Saturn’s Moon Phoebe

Cosmic Mystery with a Violent Past
Saturn’s moon, Phoebe’s violent, cratered past is evident in this 3-D image of the tiny moon. The Sun is coming from the left, illuminating craters and bumps on the surface, along with a prominent ridge-like feature in the middle. Bright material, likely to be ice, is exposed atop this ridge-like feature as well as around small craters and down the slopes of large craters. There are also bright streaks on steep slopes, perhaps where loose material slid downhill during the seismic shaking of impact events.
This 3-D mosaic is made up of two images taken with the Cassini spacecraft narrow angle camera on June 11, 2004.
The images left show the moon in ultraviolet. On the right, the image of Phoebe, taken from a distance of 31,000 kilometers (about 19,263 miles) shows an irregular surface and bright crater region (white area). The bright areas indicate water frost on Phoebe’s surface. The image was taken by Cassini’s ultraviolet imaging spectrograph during the spacecraft’s closest approach to Phoebe, on June 11, 2004. The large crater shows clearly in the image on the left.

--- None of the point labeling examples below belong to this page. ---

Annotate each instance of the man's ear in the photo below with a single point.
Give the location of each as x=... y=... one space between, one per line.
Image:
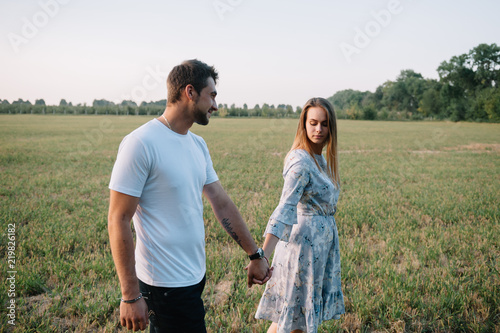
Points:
x=189 y=92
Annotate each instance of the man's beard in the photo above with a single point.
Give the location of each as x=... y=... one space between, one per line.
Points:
x=201 y=118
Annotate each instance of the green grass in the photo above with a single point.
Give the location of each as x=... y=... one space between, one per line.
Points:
x=418 y=221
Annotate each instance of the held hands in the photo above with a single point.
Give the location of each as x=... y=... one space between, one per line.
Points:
x=134 y=316
x=258 y=272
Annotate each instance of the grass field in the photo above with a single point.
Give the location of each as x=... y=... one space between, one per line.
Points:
x=418 y=220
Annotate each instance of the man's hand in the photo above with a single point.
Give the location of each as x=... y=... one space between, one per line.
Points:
x=134 y=316
x=258 y=272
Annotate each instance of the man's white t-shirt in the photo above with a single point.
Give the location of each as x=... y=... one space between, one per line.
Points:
x=167 y=171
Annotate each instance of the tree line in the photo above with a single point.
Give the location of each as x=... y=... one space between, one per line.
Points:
x=467 y=89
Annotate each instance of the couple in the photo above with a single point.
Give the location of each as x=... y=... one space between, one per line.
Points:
x=162 y=170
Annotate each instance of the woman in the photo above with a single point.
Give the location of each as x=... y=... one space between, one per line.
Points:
x=305 y=287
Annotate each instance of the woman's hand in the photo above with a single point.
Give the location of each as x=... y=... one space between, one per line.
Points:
x=258 y=272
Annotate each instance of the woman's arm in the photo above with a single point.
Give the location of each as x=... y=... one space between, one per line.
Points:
x=270 y=244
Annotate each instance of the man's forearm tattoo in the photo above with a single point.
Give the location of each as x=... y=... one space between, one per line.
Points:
x=227 y=225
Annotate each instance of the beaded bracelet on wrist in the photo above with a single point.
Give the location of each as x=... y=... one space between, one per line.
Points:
x=129 y=301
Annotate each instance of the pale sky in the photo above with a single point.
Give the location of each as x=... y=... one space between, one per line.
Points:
x=275 y=52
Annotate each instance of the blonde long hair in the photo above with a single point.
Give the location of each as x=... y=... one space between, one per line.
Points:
x=302 y=141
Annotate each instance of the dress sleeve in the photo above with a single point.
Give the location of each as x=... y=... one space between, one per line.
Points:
x=296 y=175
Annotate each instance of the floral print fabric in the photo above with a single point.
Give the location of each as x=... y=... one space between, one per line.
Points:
x=305 y=288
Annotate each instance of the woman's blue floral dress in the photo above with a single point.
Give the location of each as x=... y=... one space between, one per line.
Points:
x=305 y=287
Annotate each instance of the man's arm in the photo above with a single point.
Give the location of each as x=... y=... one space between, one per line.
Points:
x=121 y=210
x=230 y=218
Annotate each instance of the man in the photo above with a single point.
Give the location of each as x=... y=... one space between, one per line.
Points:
x=162 y=170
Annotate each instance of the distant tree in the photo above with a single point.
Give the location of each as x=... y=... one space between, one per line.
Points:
x=129 y=104
x=464 y=78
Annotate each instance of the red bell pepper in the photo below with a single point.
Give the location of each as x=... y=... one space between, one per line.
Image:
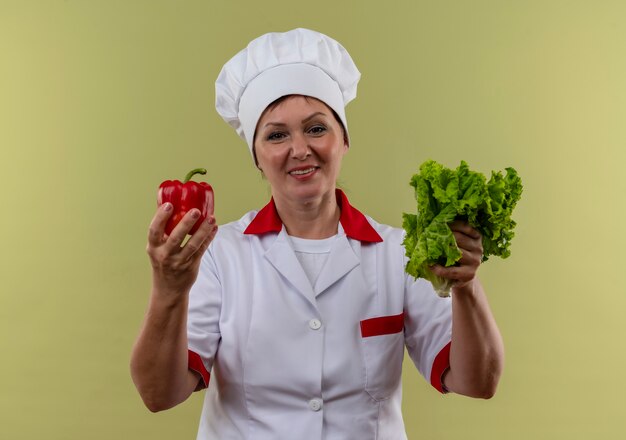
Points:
x=184 y=196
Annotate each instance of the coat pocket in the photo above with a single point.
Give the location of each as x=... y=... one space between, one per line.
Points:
x=382 y=343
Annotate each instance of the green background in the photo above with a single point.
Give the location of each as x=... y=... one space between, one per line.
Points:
x=102 y=100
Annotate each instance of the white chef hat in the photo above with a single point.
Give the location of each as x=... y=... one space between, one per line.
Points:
x=297 y=62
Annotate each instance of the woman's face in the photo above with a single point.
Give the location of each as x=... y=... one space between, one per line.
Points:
x=299 y=146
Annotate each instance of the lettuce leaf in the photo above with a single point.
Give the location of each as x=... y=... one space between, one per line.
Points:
x=444 y=195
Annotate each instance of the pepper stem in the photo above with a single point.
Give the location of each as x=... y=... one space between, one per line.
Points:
x=191 y=173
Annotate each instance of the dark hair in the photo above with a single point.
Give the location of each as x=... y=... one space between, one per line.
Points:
x=272 y=105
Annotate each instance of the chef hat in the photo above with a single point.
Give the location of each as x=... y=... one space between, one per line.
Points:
x=297 y=62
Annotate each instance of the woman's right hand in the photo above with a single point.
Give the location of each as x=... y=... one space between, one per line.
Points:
x=175 y=267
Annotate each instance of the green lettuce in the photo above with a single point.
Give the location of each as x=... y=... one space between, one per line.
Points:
x=444 y=195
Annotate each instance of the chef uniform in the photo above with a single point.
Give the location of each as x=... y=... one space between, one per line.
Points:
x=304 y=339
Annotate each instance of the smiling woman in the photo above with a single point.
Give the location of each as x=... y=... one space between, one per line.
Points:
x=299 y=147
x=296 y=316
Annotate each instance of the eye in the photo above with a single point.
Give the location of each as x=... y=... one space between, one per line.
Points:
x=275 y=136
x=317 y=129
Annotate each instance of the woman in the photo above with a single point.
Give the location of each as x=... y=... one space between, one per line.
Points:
x=296 y=316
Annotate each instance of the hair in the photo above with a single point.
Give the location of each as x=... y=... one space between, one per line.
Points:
x=272 y=105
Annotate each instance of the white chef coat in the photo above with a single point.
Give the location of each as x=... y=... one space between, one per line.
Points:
x=285 y=359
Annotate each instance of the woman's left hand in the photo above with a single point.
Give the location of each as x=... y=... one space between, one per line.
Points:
x=470 y=244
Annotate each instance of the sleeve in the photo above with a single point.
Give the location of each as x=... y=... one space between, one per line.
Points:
x=203 y=332
x=428 y=330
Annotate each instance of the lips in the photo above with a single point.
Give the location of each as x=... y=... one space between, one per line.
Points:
x=302 y=171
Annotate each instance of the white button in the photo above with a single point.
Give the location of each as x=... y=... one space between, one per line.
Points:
x=315 y=404
x=315 y=324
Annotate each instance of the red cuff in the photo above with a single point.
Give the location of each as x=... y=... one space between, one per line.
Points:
x=440 y=365
x=195 y=363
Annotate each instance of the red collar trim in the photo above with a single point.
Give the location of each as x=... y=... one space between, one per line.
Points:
x=354 y=223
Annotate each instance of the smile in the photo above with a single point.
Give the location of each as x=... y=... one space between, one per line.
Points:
x=302 y=171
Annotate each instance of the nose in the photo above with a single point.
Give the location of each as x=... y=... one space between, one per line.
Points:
x=300 y=148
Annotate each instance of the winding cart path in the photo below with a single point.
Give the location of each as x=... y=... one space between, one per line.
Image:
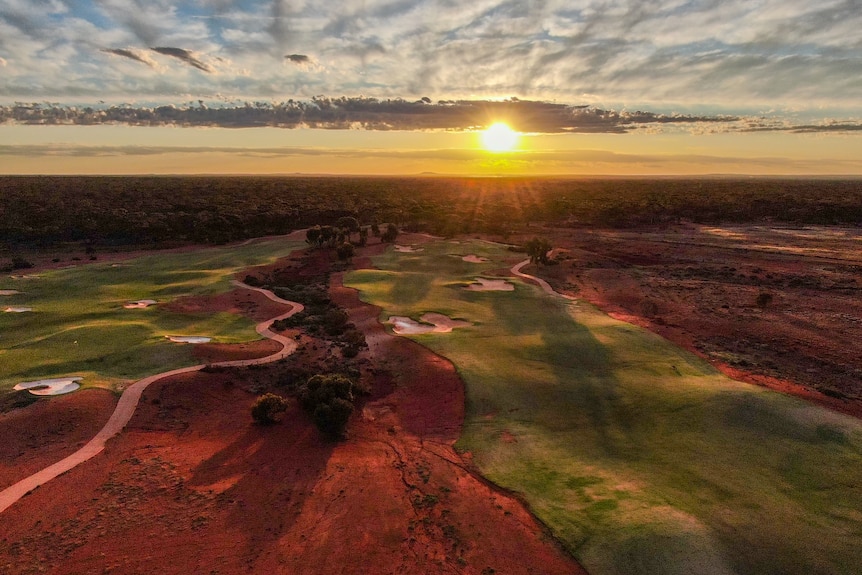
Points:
x=132 y=395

The colorful graphic below illustrates that despite Phoebe’s bumpy, irregular topography, the moon has a fairly round shape. A digitally rendered shape model of Phoebe was constructed using Cassini imaging data obtained before and after the spacecraft’s close flyby of the Saturnian moon on June 11, 2004.
The average diameter of Phoebe is about 214 kilometers (133 miles).